The Supreme Court's decision striking down Section 4 of the 1965 Voting Rights Act has an impact on parts of New York City. Under the law, Manhattan, Brooklyn and the Bronx required Federal clearance in advance, known as "preclearance," before they could make changes to voting procedures. But the Court said that the jurisdictions that had been covered under the law were chosen using old 1960s data and that they might not be discriminating any more.
Leslie Campbell, a Bronx resident, thinks that protections like the Voting Rights Act are still necessary. She worries about rolling back protections and the effect that might have on the Bronx and elsewhere.
"Things, although on the surface may seem like it has changed, there's a lot of discrimination, there's still a lot of racism, a lot of segregation," Campbell said.
The Bronx's inclusion on the list of places where disenfranchisement has existed historically may seem hard to believe today. Many of its elected officials, at every level of government, are from racial and ethnic groups the landmark civil rights legislation was meant to protect.
For Michael Benjamin, a former Democratic state assemblyman from the Bronx, this is exactly why Section 4 needed to be struck down.
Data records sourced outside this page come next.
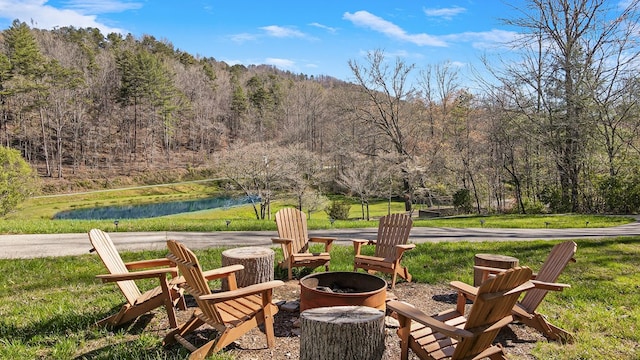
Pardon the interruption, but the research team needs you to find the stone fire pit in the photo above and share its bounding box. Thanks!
[299,271,387,312]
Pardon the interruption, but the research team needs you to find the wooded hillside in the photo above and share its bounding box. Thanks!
[2,0,640,215]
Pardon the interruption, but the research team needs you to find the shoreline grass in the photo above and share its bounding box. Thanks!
[0,212,632,234]
[1,183,634,234]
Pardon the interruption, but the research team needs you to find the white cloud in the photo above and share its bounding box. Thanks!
[445,29,519,49]
[218,57,297,71]
[230,32,258,43]
[309,22,337,34]
[343,10,447,47]
[423,6,466,20]
[260,25,305,38]
[265,57,295,69]
[0,0,133,34]
[61,0,141,14]
[230,25,311,44]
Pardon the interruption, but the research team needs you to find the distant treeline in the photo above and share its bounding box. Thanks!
[2,1,640,216]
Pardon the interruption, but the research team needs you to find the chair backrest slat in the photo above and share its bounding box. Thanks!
[275,208,309,254]
[454,266,533,359]
[520,241,577,312]
[89,229,141,305]
[167,240,223,324]
[375,214,413,260]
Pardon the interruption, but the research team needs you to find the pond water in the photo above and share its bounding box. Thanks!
[53,196,257,220]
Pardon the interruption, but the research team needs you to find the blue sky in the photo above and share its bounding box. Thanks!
[0,1,620,83]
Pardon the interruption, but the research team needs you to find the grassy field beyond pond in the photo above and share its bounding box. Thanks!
[1,238,638,359]
[1,182,634,234]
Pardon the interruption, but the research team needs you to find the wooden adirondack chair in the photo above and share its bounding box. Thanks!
[272,208,336,280]
[164,240,284,359]
[387,266,534,360]
[452,240,577,342]
[88,228,186,328]
[353,213,415,288]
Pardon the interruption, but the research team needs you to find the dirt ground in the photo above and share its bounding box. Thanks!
[164,280,546,360]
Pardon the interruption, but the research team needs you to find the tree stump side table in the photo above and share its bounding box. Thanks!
[221,246,274,290]
[473,253,519,286]
[300,305,385,360]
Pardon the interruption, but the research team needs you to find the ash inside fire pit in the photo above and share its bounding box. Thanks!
[315,284,358,293]
[299,271,387,311]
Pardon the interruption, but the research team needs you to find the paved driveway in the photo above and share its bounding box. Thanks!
[2,221,640,259]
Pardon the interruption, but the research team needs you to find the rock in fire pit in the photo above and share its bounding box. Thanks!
[299,271,387,312]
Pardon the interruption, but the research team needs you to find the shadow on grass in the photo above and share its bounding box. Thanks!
[74,338,187,359]
[1,305,158,345]
[495,325,540,348]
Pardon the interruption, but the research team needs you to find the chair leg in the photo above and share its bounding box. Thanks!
[96,313,119,327]
[456,292,468,315]
[163,314,205,345]
[488,351,508,359]
[476,344,508,359]
[546,322,574,343]
[189,338,219,360]
[401,265,412,282]
[517,313,573,343]
[111,301,158,327]
[165,301,178,328]
[396,314,411,360]
[160,279,179,328]
[263,305,277,348]
[390,270,399,289]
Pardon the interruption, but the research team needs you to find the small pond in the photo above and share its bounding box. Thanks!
[53,196,257,220]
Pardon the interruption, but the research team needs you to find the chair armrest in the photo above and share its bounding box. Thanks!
[395,243,416,258]
[200,280,285,302]
[310,237,335,252]
[272,237,293,245]
[352,239,373,256]
[450,280,478,298]
[201,264,245,281]
[450,280,478,314]
[96,267,177,282]
[387,300,474,339]
[397,244,416,250]
[310,237,336,243]
[125,258,176,270]
[473,265,507,274]
[352,238,376,245]
[531,279,570,291]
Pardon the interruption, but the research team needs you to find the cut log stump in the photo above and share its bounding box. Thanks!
[474,253,519,286]
[221,246,274,290]
[300,305,385,360]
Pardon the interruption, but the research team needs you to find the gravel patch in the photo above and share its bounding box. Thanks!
[164,280,546,360]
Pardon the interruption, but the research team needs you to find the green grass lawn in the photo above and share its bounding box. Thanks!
[1,238,639,359]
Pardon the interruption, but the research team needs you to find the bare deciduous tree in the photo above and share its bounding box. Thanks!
[348,49,419,210]
[489,0,640,212]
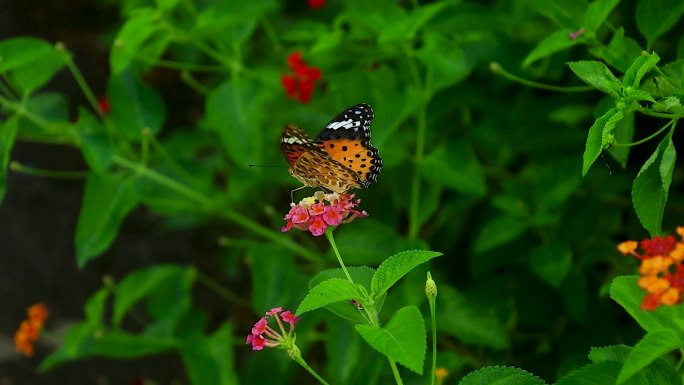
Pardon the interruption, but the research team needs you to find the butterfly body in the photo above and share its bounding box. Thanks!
[281,103,382,193]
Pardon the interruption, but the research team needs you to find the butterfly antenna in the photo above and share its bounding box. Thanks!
[290,185,306,203]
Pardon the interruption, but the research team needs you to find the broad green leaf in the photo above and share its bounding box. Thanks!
[108,68,166,140]
[39,322,99,370]
[632,131,675,236]
[248,244,296,313]
[156,0,180,10]
[420,140,486,196]
[204,80,264,167]
[193,0,276,44]
[523,29,582,68]
[297,278,362,315]
[636,0,684,49]
[144,266,198,336]
[582,107,619,175]
[583,0,620,33]
[415,32,470,92]
[589,345,632,363]
[437,286,509,349]
[473,215,528,254]
[74,108,112,174]
[84,287,111,323]
[528,240,572,288]
[180,324,238,385]
[617,330,683,384]
[624,52,660,88]
[355,306,426,374]
[555,361,621,385]
[459,366,546,385]
[371,250,442,295]
[0,116,18,204]
[589,28,643,73]
[87,331,176,358]
[113,265,195,326]
[110,8,161,74]
[310,267,381,323]
[75,173,140,267]
[568,61,622,97]
[609,276,684,331]
[0,37,65,94]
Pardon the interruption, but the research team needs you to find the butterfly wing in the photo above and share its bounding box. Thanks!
[315,103,382,188]
[281,124,362,193]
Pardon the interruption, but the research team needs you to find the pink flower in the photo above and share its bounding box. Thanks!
[247,307,300,352]
[281,191,369,237]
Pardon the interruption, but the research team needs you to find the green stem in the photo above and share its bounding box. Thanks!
[135,54,226,73]
[260,18,283,53]
[0,95,50,127]
[180,71,212,94]
[637,105,684,119]
[325,227,353,283]
[294,356,332,385]
[57,43,107,120]
[490,62,594,92]
[10,161,88,179]
[613,119,674,147]
[112,154,322,262]
[676,349,684,371]
[388,359,405,385]
[428,287,437,385]
[196,272,250,307]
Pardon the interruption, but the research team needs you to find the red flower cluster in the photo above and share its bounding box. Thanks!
[98,96,110,115]
[281,52,322,103]
[281,191,368,236]
[618,227,684,311]
[14,303,48,357]
[308,0,325,8]
[246,307,300,351]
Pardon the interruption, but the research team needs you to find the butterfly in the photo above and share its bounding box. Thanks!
[281,103,382,194]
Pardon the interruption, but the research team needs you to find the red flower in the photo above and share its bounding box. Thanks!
[308,0,325,9]
[281,52,322,103]
[618,227,684,311]
[246,307,300,352]
[98,96,110,115]
[14,303,48,357]
[282,191,368,237]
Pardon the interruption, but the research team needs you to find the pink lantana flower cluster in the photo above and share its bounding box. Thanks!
[246,307,300,351]
[281,191,368,236]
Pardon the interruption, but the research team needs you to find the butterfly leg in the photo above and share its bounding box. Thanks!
[290,185,307,203]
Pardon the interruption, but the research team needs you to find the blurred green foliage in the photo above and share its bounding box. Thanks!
[2,0,684,384]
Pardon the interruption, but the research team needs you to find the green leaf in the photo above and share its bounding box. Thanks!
[636,0,684,49]
[0,116,18,204]
[459,366,546,385]
[355,306,426,374]
[608,111,634,168]
[473,215,528,254]
[420,140,486,196]
[624,52,660,88]
[204,80,264,167]
[87,331,176,358]
[528,240,572,288]
[371,250,442,295]
[179,324,238,385]
[84,287,111,323]
[248,244,296,313]
[75,173,139,267]
[113,265,195,326]
[39,322,99,371]
[632,131,675,236]
[583,0,620,33]
[568,61,622,97]
[415,32,470,92]
[110,8,162,74]
[582,107,620,176]
[555,361,621,385]
[523,29,582,68]
[589,344,632,363]
[193,0,276,44]
[310,267,381,323]
[523,0,586,28]
[73,108,112,174]
[108,68,166,140]
[437,285,509,349]
[297,278,363,315]
[617,330,683,384]
[326,318,361,383]
[0,37,66,94]
[588,28,644,73]
[609,276,684,332]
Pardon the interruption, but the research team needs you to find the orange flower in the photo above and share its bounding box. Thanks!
[435,367,449,385]
[619,229,684,310]
[14,302,48,357]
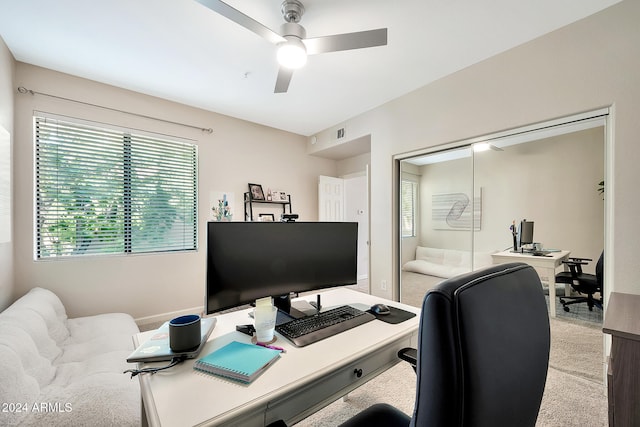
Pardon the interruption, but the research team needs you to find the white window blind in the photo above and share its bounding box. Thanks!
[35,116,197,259]
[401,180,417,238]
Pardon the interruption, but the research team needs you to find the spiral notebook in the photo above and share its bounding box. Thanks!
[194,341,281,383]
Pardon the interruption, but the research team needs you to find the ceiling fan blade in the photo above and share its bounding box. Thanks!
[195,0,285,45]
[303,28,387,55]
[274,67,294,93]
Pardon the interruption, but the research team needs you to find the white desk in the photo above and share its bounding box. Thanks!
[491,249,570,317]
[134,288,420,427]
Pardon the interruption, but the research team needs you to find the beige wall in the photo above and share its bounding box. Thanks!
[12,63,337,320]
[336,152,370,178]
[3,1,638,320]
[409,128,604,272]
[0,38,14,310]
[311,0,639,300]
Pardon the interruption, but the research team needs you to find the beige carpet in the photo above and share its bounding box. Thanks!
[296,316,607,427]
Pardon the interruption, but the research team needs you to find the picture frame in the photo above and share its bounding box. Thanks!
[259,213,275,222]
[271,190,287,202]
[248,183,265,201]
[432,188,482,231]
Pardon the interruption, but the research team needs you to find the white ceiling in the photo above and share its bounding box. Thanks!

"The City of New York does not violate the Voting Rights Act in any form or substance,” Benjamin said. “There are other jurisdictions around the country where that happens."
Congressman Jose Serrano has been an elected official in the Bronx nearly as long as the Voting Rights Act has been law. He says that the Supreme Court erred in striking down pre-clearance, even for the Bronx.
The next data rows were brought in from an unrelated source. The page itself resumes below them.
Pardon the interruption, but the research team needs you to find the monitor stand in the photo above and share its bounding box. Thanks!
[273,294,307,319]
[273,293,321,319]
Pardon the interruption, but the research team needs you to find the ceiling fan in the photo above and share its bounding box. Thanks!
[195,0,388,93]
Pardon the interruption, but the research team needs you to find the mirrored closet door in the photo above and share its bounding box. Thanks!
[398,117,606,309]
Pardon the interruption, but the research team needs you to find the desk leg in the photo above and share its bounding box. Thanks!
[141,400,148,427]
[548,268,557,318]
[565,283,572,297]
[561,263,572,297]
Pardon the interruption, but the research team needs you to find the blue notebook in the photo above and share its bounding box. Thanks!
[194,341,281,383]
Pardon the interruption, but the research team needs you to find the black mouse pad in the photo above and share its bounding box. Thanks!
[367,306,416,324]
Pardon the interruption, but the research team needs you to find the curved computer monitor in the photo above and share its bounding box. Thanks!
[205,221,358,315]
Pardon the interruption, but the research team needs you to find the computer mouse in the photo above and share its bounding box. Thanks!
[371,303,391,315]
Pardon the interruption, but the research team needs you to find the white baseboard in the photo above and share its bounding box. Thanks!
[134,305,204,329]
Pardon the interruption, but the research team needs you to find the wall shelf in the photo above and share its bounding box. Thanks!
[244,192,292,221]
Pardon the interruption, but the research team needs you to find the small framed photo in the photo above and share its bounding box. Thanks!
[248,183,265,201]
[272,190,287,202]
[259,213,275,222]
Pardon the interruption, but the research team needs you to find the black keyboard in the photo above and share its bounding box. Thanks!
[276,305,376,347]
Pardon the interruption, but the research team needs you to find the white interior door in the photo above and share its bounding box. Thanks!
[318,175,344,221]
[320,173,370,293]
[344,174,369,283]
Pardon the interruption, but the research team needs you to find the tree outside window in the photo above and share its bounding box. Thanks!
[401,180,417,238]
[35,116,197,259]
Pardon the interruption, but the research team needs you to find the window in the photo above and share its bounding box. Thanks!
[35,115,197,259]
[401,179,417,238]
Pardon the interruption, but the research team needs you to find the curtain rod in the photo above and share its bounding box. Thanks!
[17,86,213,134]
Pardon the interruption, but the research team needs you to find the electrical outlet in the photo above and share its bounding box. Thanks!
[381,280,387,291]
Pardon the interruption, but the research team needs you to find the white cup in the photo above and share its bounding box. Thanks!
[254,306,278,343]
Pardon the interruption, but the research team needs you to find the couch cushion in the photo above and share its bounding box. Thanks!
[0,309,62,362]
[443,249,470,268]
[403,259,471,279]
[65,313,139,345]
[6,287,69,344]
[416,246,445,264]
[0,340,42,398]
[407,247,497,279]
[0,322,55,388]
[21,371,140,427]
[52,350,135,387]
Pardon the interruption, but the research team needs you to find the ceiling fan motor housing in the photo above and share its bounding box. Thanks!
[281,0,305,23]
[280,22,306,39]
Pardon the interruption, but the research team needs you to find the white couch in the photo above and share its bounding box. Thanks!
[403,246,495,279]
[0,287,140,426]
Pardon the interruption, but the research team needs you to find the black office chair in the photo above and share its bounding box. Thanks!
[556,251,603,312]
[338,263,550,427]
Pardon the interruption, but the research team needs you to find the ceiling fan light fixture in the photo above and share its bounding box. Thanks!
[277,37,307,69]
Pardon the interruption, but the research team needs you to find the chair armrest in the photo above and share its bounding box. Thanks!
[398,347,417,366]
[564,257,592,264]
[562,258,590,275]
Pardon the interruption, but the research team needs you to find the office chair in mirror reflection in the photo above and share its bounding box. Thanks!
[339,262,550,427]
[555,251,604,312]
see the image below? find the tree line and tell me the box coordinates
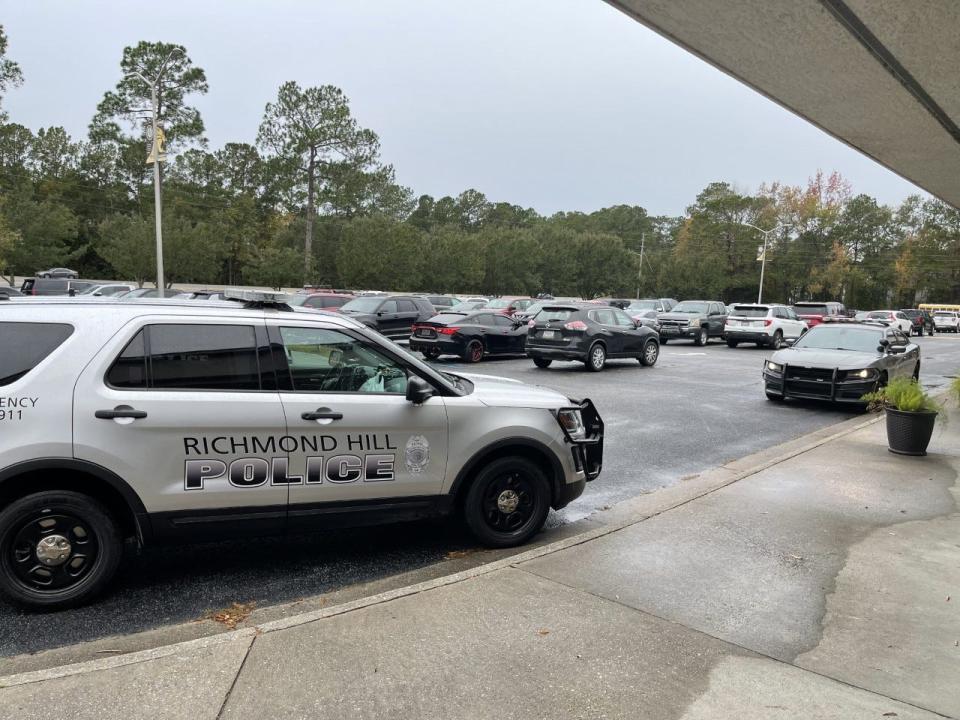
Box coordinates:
[0,28,958,306]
"We've made incredible strides, but we're still not where I think we should be,” said Serrano. “Not when you see other places making it harder for people to vote."
In its ruling, the Court suggests Congress could come up with new criteria for parts of the country where voter disenfranchisement is still an issue. Congressman Serrano says he would like to see that happen. Whether the Bronx will make it back onto that list remains uncertain.